Thorac Cardiovasc Surg 2015; 63 - OP210
DOI: 10.1055/s-0035-1544462

Endocarditis Patients with Preoperative Neurological Complications. Do Radiological Lesions Predict Neurological Outcome?

M. Diab 1, A. Günther 2, P. Scheffel 1, C. Sponholz 3, T. Lehmann 4, I. Löhn 1, M. Franz 5, G. Faerber 1, T. Doenst 1
  • 1Klinik für Herz- und Thoraxchirurgie, Friedrich-Schiller-Universität Jena, Jena, Germany
  • 2Klinik für Neurologie, Friedrich-Schiller-Universität Jena, Jena, Germany
  • 3Klinik für Anästhesiologie und Intensivmedizin, Friedrich-Schiller-Universität Jena, Jena, Germany
  • 4Friedrich-Schiller-Universität Jena, Institut für Statistik, Informatik und Dokumentation, Jena, Germany
  • 5Klinik für Kardiologie, Pneumologie, Angiologie und Intensivmedizin, Friedrich-Schiller-Universität Jena, Jena, Germany

Background: Infective endocarditis (IE) is associated with high mortality (20–40%) and neurological complications (20–50%). Although radiological brain lesions are important in decision making in IE, their impact on outcome is not clear. We analyzed the influence of different types of preoperative neurological complications in our patients on outcome.

Methods: We retrospectively reviewed all charts, brain imaging, and follow-up data from patients operated for left-sided endocarditis between Jan-07 and April-13. We performed Chi-Square, multivariate, and Cox-regression analyses.

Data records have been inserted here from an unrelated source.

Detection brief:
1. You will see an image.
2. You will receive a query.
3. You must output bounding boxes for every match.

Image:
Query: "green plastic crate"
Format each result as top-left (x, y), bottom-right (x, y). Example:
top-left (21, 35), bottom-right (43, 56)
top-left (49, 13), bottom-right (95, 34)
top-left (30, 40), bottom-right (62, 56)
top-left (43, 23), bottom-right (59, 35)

Results: A total of 308 patients (age 62.0 ± 13.9) underwent surgery for IE. The preoperative neurological complications were as follows: stroke in 91 patients (56 ischemic and 35 hemorrhagic), silent cerebral infarction in 27 patients and transient ischemic attacks in 4 patients. In-hospital mortality was higher in patients with preoperative stroke than those without it. However, the difference was not statistically significant (27.5% versus 22.6%, p = 0.38). The incidence of death because of neurological complications (massive ischemic infarction or ICB) was 2.6% (n = 8) and did not differ between patients with or without preoperative stroke (3.3% vs 2.3%, respectively, p = 0.70). Cox-regression analysis showed that preoperative stroke did not affect long-term survival (hazard ratio 0.78, Confidence interval 0.53–1.13). Newly occurring postoperative stroke (new incidence or exacerbation of preoperative stroke) was found in 10.7% (n = 33) of patients and was hemorrhagic in 57.6% and ischemic in 42.4% of cases. The presence of preoperative stroke was associated with higher incidence of newly occurring postoperative stroke (Odds ratio 2.2, 95% CI 1.1–4.6). The radiological lesions in patients with preoperative stroke were as follows: ischemic without hemorrhagic transformation (HT) in 60.4%, ischemic with HT in 18.7%, ischemic with micro bleeds (MB) in 16.5%, and space occupying intra-cerebral hemorrhage in 3.3% of cases. The preoperative combination of MB and ischemic lesions was slightly associated with more new postoperative stroke than the combination of embolic lesions with HT (20.0% vs 17.6%, p = 0.69).

Conclusions: The results suggest that the presence of preoperative ischemic or hemorrhagic stroke in IE patients does not significantly affect hospital mortality or survival. Importantly, the preoperative brain lesion characteristics do neither predict neurological outcome nor mortality.